Parameters and Estimates
The task of statistical inference is to estimate an unknown population parameter using observed data from a sample. In a sampling model, the collection of elements in the urn is called the population. A parameter is a number that summarizes data for an entire population.
We want to predict the proportion of the blue beads in the urn, the parameter p . The proportion of red beads in the urn is \(1-p\) and the spread is \(2p-1\) .
The Central Limit Theorem in Practice
Because \(\bar{X}\) is the sum of random draws divided by a constant, the distribution of \(\bar{X}\) is approximately normal.
We can convert \(\bar{X}\) to a standard normal random variable Z : \[Z=\frac{\bar{X}-E(\bar{X})}{SE(\bar{X})}\]
The probability that \(\bar{X}\) is within .01 of the actual value of p is: \[Pr(Z\leq0.01/\sqrt{p(1-p)/N)}-Pr(Z\leq-0.01/\sqrt{p(1-p)/N)}\]
The Central Limit Theorem (CLT) still works if \(\bar{X}\) is used in place of p . This is called a plug-in estimate. Hats over values denote estimates. Therefore:
\[\hat{SE}(\bar{X})=\sqrt{\bar{X}(1-\bar{X})/N}\]
Using the CLT, the probability that \(\bar{X}\) is within .01 of the actual value of p is:
\[Pr(Z\leq0.01/\sqrt{\bar{X}(1-\bar{X})/N)}-Pr(Z\leq-0.01/\sqrt{\bar{X}(1-\bar{X})/N)}\]
The Central Limit Theorem in Practice
Confidence Intervals and p-Values
We can use statistical theory to compute the probability that a given interval contains the true parameter p.
95% confidence intervals are intervals constructed to have a 95% chance of including p. The margin of error is approximately a 95% confidence interval.
The start and end of these confidence intervals are random variables. To calculate any size confidence interval, we need to calculate the value z for which \(Pr(−z≤Z≤z)\) equals the desired confidence. For example, a 99% confidence interval requires calculating z for \(Pr(−z≤Z≤z)=0.99\).
For a confidence interval of size q , we solve for \(z=1−\frac{1−q}{2}\) .
To determine a 95% confidence interval, use z <- qnorm(0.975). This value is slightly smaller than 2 times the standard error.
Statistical Models
Poll aggregators combine the results of many polls to simulate polls with a large sample size and therefore generate more precise estimates than individual polls. Polls can be simulated with a Monte Carlo simulation and used to construct an estimate of the spread and confidence intervals.
The actual data science exercise of forecasting elections involves more complex statistical modeling, but these underlying ideas still apply.
Bayesian Statistics
In the urn model, it does not make sense to talk about the probability of p being greater than a certain value because p is a fixed value. With Bayesian statistics, we assume that p is in fact random, which allows us to calculate probabilities related to p . Hierarchical models describe variability at different levels and incorporate all these levels into a model for estimating p .
Election Forecasting
Pollsters tend to make probabilistic statements about the results of the election. For example, “The chance that Obama wins the electoral college is 91%” is a probabilistic statement about a parameter which in previous sections we have denoted with d . We showed that for the 2016 election, FiveThirtyEight gave Clinton an 81.4% chance of winning the popular vote. To do this, they used the Bayesian approach we described.

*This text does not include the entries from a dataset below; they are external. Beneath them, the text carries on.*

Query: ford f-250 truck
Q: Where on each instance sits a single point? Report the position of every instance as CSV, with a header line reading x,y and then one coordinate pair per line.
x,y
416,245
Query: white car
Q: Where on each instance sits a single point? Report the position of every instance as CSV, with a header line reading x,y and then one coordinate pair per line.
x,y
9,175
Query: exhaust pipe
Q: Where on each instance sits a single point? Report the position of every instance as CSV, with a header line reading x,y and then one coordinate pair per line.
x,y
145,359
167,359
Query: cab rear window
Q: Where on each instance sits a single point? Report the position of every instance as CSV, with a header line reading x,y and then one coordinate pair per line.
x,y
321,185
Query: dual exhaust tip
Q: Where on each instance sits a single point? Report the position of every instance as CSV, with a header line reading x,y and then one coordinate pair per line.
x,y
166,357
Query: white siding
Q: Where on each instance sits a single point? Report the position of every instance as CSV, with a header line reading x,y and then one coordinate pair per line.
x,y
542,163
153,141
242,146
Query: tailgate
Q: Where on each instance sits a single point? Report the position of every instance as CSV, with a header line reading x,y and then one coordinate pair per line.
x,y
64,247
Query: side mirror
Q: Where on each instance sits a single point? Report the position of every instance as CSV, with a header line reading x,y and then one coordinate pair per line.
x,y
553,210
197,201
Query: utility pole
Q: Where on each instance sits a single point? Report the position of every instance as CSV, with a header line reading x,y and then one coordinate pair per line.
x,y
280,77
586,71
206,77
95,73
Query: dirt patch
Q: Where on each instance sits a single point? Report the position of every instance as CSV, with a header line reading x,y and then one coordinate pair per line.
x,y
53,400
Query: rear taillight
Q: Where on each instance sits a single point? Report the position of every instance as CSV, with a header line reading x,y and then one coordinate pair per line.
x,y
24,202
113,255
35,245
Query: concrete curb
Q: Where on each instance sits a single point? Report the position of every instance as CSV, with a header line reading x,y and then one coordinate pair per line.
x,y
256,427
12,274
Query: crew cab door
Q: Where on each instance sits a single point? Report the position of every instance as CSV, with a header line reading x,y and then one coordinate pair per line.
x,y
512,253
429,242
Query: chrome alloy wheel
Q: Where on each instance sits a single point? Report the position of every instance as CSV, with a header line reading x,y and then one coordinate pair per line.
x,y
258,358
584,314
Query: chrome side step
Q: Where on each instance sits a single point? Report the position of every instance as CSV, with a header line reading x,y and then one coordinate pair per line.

We assume a hierarchical model similar to what we did to predict the performance of a baseball player.
Association Tests
Fisher's exact test determines the p-value as the probability of observing an outcome as extreme or more extreme than the observed outcome given the null distribution.
Data from a binary experiment are often summarized in two-by-two tables.
The p-value can be calculated from a two-by-two table using Fisher's exact test with the function fisher.test().